Because it is outside the district, Holland said the 1,700 acres owned by TDS is a good site for this kind of data gathering.
Two possible alternatives to putting the brine back into the aquifer are to cultivate it in some form, such as growing shrimp for wholesale distribution, or algae, which can be used as a biofuel, in it.
From a monetary perspective, Holland said, “It’s a pure business decision for TDS. If there’s a buck to be made by reusing or selling the water, they’re going to do that. It’s their business.”
Researchers from Texas State University will conduct an independent evaluation of the demonstration well. The evaluation, Holland said, involves monitoring of the effects of desalinization and modeling of long-term performance. He said organizations such as the Texas Wildlife Federation and the Sierra Club backed the law.
Another emerging technology, ASR, aquifer storage and recovery, may offer the region another source of fresh water.
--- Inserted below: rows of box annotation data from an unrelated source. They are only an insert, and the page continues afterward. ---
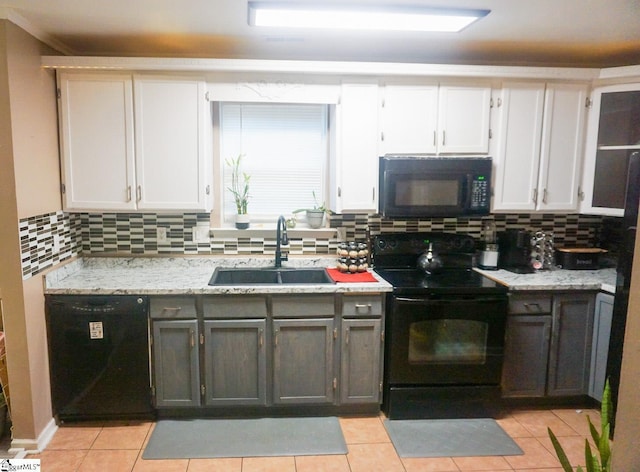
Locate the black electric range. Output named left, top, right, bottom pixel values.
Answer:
left=371, top=232, right=507, bottom=294
left=371, top=232, right=507, bottom=419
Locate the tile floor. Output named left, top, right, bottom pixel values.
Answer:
left=27, top=409, right=600, bottom=472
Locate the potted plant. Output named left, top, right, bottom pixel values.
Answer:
left=547, top=379, right=613, bottom=472
left=226, top=154, right=251, bottom=229
left=293, top=191, right=330, bottom=228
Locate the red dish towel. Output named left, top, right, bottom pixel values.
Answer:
left=327, top=269, right=377, bottom=283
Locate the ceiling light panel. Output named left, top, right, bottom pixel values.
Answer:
left=249, top=2, right=489, bottom=32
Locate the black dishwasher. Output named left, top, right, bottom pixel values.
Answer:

Holland said ASR would take place in the Saline Zone and/or Lower and Middle Trinity aquifers.
Holland said the injection of fresh water into the saline zone creates a bubble that would theoretically protect the fresh water until it’s needed at a later date.
The new law takes effect September 1, 2013.
Zaffirini’s bill defines an engineered aquifer storage and recovery facility to mean “a facility with one or more wells that is located, designed, constructed and operated for the purpose of injecting fresh water into a subsurface permeable stratum and storing the water for subsequent withdrawal and use for a beneficial purpose.”
In layman’s terms, during plentiful times, fresh water would be temporarily stored in the saline parts of the aquifer, which could then be extracted during times of drought.
Correction: an earlier version of this story listed the legislation as House Bill 1532, introduced by Texas Rep. Judith Zaffirini (D-San Antonio) and the companion bill in the Senate was SB 340. The correct bills should be Senate Bill 1532 by Sen. Judith Zaffirinni and the companion bill in the House was HB 340. We regret the errors.